Here is you - to summarize - trying to justify a broad brush by quoting outliers; furthermore - specifically - the case of escort - the DIFFERENCE is the case of the contract - which is that they have the ability to refuse anyone BECAUSE the service is talking about the agency of the women, such a thing IS NOT the case of workers - as the difference is one's autonomy and one's doing dishes, or making cakes, or selling clothes. Their is an ESSENTIAL DIFFERENCE.
What is this essential difference? Why is it "essentially" different for example for an escort to deny service to a patron of a different so-called race/ethnicity than let's say for a chef to deny baking a cake for someone who's homosexual? Or for a so-called White employer to deny employment to a prospective so-called Black candidate by reason of his/her so-called race? Remember that I asked you to remember this:
you still need to put in labor of some sort in exchange for resources - which is, practically speaking, what work is.
Does an escort not put in some "labor" in an "exchange for resources"? Why can she deny this exchange for resources? Why can an employer not exercise his/her discretion--regardless of how sexist or racist it is---when entering an arrangement to exchange labor for compensation?
The same is the case of ROMANTIC and SEXUAL relations - I have ENTIRELY NON_SEXUAL romantic relationships. You are entirely conflating the two - but romantic feelings are feelings of pleasure from experiencing another mental company - the same is not necessarily the same for SEXUAL RELATIONSHIPs, while the two CAN intertwine, they are not ALWAYS so - see: Asexual people who have romantic relationships.
Nope, not even in the slightest. You've described at best a "platonic" relationship, which can involve intimate connections for non-sexual reasons, but romantic relations are defined by sex--whether it be coitus or mere sexual attraction. I've conflated nothing; I've only identified.
While you are right that they do not need to be be 1 to 1 comparisons - the THING you are comparing MUST have the same consequences for both sides of the analogy.
No, that is YOUR standard. Analogies require no such thing.
Finally, the entire "majority versus all" is negligible, as the amount of people NOT in this specific majority ARE EXTREMELY SMALL.
That does not matter.
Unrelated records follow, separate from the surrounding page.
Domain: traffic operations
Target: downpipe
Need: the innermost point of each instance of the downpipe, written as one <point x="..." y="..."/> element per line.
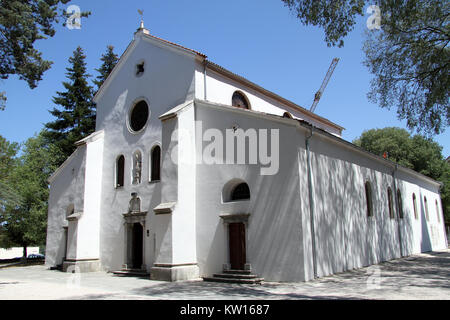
<point x="311" y="201"/>
<point x="398" y="210"/>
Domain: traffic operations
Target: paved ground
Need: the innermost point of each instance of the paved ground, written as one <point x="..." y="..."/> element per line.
<point x="424" y="276"/>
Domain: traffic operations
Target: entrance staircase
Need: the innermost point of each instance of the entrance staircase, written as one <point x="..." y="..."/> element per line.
<point x="235" y="276"/>
<point x="132" y="273"/>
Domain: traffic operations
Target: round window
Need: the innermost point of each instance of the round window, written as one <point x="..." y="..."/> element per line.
<point x="139" y="116"/>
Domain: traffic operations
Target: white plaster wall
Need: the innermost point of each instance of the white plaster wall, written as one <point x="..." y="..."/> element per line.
<point x="220" y="89"/>
<point x="184" y="217"/>
<point x="168" y="81"/>
<point x="66" y="189"/>
<point x="279" y="235"/>
<point x="274" y="235"/>
<point x="346" y="237"/>
<point x="17" y="252"/>
<point x="88" y="237"/>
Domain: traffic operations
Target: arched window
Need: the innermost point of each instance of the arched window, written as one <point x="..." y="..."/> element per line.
<point x="369" y="199"/>
<point x="138" y="116"/>
<point x="240" y="100"/>
<point x="137" y="167"/>
<point x="70" y="210"/>
<point x="120" y="171"/>
<point x="155" y="170"/>
<point x="437" y="212"/>
<point x="400" y="204"/>
<point x="415" y="206"/>
<point x="287" y="115"/>
<point x="240" y="192"/>
<point x="390" y="203"/>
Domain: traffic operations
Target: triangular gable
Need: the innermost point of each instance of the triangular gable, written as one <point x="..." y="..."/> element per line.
<point x="143" y="35"/>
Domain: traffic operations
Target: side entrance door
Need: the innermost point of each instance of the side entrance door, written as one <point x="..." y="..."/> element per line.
<point x="237" y="245"/>
<point x="137" y="246"/>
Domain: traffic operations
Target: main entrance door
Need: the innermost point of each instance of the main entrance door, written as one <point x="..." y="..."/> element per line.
<point x="137" y="246"/>
<point x="237" y="245"/>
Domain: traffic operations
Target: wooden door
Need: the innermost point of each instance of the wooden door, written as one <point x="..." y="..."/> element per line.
<point x="137" y="246"/>
<point x="237" y="246"/>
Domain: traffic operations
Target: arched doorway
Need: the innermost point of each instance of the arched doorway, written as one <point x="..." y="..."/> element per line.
<point x="237" y="245"/>
<point x="137" y="246"/>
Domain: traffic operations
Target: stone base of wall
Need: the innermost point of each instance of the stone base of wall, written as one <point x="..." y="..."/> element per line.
<point x="82" y="266"/>
<point x="173" y="272"/>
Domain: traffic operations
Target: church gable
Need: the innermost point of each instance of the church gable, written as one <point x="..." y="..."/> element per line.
<point x="151" y="69"/>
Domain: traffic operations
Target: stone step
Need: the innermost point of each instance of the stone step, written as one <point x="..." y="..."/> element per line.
<point x="235" y="275"/>
<point x="233" y="280"/>
<point x="131" y="273"/>
<point x="231" y="271"/>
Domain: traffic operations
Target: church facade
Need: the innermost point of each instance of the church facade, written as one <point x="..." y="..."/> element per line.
<point x="193" y="170"/>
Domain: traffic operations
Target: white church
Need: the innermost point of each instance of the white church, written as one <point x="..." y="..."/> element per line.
<point x="196" y="172"/>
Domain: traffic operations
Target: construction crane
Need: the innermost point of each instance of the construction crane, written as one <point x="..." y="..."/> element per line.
<point x="319" y="93"/>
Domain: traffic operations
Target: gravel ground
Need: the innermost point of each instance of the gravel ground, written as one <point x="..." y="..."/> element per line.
<point x="424" y="276"/>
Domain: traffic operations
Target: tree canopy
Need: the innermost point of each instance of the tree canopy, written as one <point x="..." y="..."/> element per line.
<point x="75" y="117"/>
<point x="23" y="218"/>
<point x="409" y="56"/>
<point x="415" y="152"/>
<point x="109" y="61"/>
<point x="22" y="23"/>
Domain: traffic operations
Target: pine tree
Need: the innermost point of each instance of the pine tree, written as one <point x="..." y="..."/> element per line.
<point x="22" y="23"/>
<point x="23" y="202"/>
<point x="76" y="117"/>
<point x="110" y="60"/>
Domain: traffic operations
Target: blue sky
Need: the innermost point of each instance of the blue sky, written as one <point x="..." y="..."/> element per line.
<point x="260" y="40"/>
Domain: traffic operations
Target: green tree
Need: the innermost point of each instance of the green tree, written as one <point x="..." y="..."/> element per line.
<point x="109" y="61"/>
<point x="21" y="24"/>
<point x="75" y="119"/>
<point x="24" y="219"/>
<point x="409" y="56"/>
<point x="8" y="162"/>
<point x="415" y="152"/>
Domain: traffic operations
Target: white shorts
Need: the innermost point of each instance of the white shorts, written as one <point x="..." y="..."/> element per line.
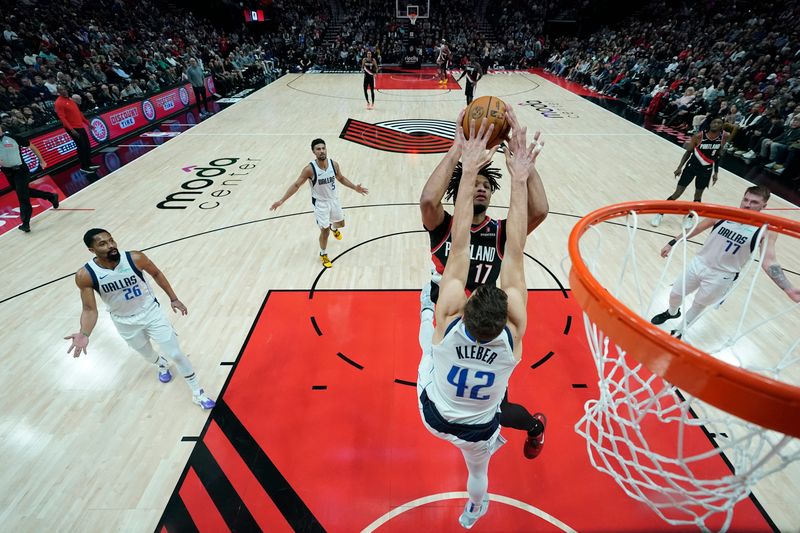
<point x="149" y="324"/>
<point x="473" y="451"/>
<point x="327" y="212"/>
<point x="711" y="284"/>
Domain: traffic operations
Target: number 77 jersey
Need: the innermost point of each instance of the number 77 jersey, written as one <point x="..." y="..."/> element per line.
<point x="469" y="378"/>
<point x="730" y="245"/>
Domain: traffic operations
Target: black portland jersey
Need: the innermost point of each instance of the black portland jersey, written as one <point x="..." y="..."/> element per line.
<point x="486" y="247"/>
<point x="707" y="152"/>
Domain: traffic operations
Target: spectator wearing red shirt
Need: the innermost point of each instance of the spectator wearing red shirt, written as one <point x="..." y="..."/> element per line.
<point x="73" y="121"/>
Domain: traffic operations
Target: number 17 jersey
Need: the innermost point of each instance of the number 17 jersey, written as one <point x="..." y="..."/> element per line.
<point x="486" y="245"/>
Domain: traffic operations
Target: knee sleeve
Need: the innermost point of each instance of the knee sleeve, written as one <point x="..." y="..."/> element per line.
<point x="147" y="352"/>
<point x="172" y="349"/>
It provides exceptions to your alleged rule.
Not to mention that I am giving you the benefit of the doubt, as a MAJORITY of wealthy and RICH people still do have to work in order to maintain their wealth and therefore their lives.
So one does not need to work in order to live, right?
Also... people who steal ARE working, illegally?
How so? And make sure it meets your description of work.
You've also just agreed to some points - like denying someone on the aspect of race is racist.
I've never even attempted to deny it. My point is: so what if it's racist?
And this is the point of my analogy. We can accept that an escort, for example, can deny interaction of any sort with whomever she pleases because we respect the fact her body and time is hers to behave however she wishes. So even if she is being racist, this does not disqualify her control over her labor, time, body, and resources. So why is it that an employer who has resources cannot exercise the same discretion--racist or not, sexist or not--when it concerns exchange compensation (employer's resources) for labor?
Now we can pretend and continue your pretext that there's an "essential" difference, or we can identify the purpose of this pretext, which is to justify an inconsistency.
Finally - no - it doesn't mean FIRING people - it means that whenever looking for new workers you don't have a BIAS against certain people.
And if they do have a bias, so what?
Furthermore, the case is because they were discriminated, but the difficulty of an action does not mean that it should not be done. Which matters more, the ease of doing something for companies, or the case of people unable to find work because they are being DISCRIMINATED AGAINST, for something they have NO CONTROL over.
So, I'll ask again: what is to be done about racists parents who won't hire so-called Black babysitters?